Page MenuHomePhabricator

IPv6 for cloud-realm services
Closed, ResolvedPublic

Description

The cloud-realm services should be exposed over IPv6. And by "cloud-realm services" I mean services in the 185.15.56.160/28 and 172.20.255.0/24 networks, so DNS and things behind cloudlb.

Event Timeline

Restricted Application added a subscriber: Aklapper. · View Herald Transcript
aborrero added a project: User-aborrero.
aborrero moved this task from Backlog to Radar/observer on the User-aborrero board.

Ok so the IPv6 routing is in place in both eqiad and codfw.
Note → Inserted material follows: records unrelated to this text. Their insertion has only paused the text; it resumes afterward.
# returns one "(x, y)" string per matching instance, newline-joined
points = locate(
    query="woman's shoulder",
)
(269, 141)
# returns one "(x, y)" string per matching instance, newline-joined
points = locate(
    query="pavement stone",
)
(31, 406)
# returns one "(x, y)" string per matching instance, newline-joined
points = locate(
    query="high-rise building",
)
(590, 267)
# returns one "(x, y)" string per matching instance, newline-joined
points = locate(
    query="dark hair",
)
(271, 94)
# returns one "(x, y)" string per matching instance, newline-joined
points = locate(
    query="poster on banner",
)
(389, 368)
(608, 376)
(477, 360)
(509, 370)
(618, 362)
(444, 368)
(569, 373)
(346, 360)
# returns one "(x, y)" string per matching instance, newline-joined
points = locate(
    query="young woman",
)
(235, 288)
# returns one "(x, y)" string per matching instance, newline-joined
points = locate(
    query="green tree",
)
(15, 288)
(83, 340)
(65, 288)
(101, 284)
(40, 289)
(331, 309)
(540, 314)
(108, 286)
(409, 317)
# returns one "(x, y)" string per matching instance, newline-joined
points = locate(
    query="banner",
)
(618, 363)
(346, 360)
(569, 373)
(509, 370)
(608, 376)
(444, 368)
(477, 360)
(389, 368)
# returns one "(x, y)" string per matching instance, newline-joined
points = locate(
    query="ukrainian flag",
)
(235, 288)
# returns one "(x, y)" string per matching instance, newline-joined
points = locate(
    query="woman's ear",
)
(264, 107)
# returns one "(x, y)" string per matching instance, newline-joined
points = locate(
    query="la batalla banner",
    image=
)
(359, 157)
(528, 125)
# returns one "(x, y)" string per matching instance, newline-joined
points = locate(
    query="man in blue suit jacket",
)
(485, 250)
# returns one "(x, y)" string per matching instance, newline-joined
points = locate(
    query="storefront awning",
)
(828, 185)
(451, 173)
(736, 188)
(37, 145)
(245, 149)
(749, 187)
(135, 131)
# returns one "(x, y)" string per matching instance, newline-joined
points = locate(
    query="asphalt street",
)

I just added the gw IP on the switch for cloud-private-b1-codfw a moment ago - 2a02:ec80:a100:205::1/64.

In terms of networks to allocate host routes announced in BGP the following are allocated:

SiteTypeIPv4 RangeIPv6 Range
eqiadPublic service VIPs185.15.56.160/282a02:ec80:a000:4000::/64
eqiadPrivate service VIPs172.20.255.0/242a02:ec80:a000:2ff::/64
codfwPublic service VIPs185.15.57.24/292a02:ec80:a100:4000::/64
codfwPrivate service VIPs172.20.254.0/242a02:ec80:a100:2ff::/64

We will need to create an IPv6 equivalent of the following BGP group on each cloudsw to enable hosts to announce routes from these ranges:

cmooney@cloudsw1-b1-codfw> show configuration routing-instances cloud protocols bgp group cloud_host | display set 
set routing-instances cloud protocols bgp group cloud_host import cloud_server_bgp
set routing-instances cloud protocols bgp group cloud_host family inet unicast prefix-limit maximum 100
set routing-instances cloud protocols bgp group cloud_host export NONE
set routing-instances cloud protocols bgp group cloud_host peer-as 64605
set routing-instances cloud protocols bgp group cloud_host bfd-liveness-detection minimum-interval 300
set routing-instances cloud protocols bgp group cloud_host neighbor 172.20.5.2 description cloudlb2001-dev
set routing-instances cloud protocols bgp group cloud_host neighbor 172.20.5.8 description cloudservices2004-dev
set routing-instances cloud protocols bgp group cloud_host neighbor 172.20.5.9 description cloudservices2005-dev
set routing-instances cloud protocols bgp group cloud_host neighbor 172.20.5.3 description cloudlb2002-dev
set routing-instances cloud protocols bgp group cloud_host neighbor 172.20.5.4 description cloudlb2003-dev

Should be fairly simple to do. Let's get the host side ready first to avoid generating BGP alerts for down neighbors though.

Change #1134694 had a related patch set uploaded (by Majavah; author: Majavah):

[operations/puppet@production] network: Add v6 cloud-private addresses

https://gerrit.wikimedia.org/r/1134694

@taavi also bear in mind for the eqiad side we need an 'aggregate' route similar to this:

cmooney@cloudservices1005:~$ ip route get fibmatch 172.20.4.1
172.20.0.0/16 via 172.20.2.1 dev vlan1152

We also need "ip rules" added for any VIPs we announce, similar to these:

cmooney@cloudservices1005:~$ ip -br -4 addr show dev lo
lo               UNKNOWN        127.0.0.1/8 172.20.255.1/32 185.15.56.162/32 
cmooney@cloudservices1005:~$ 
cmooney@cloudservices1005:~$ ip rule show 
0:	from all lookup local
32764:	from 185.15.56.162 lookup cloud-private
32765:	from 172.20.255.1 lookup cloud-private
32766:	from all lookup main
32767:	from all lookup default

And finally another route table added, named 'cloud-private', which those rules direct lookups to:

cmooney@cloudservices1005:~$ ip route show table cloud-private 
default via 172.20.2.1 dev vlan1152

Puppetization I guess we can just copy & paste from the v4 stuff.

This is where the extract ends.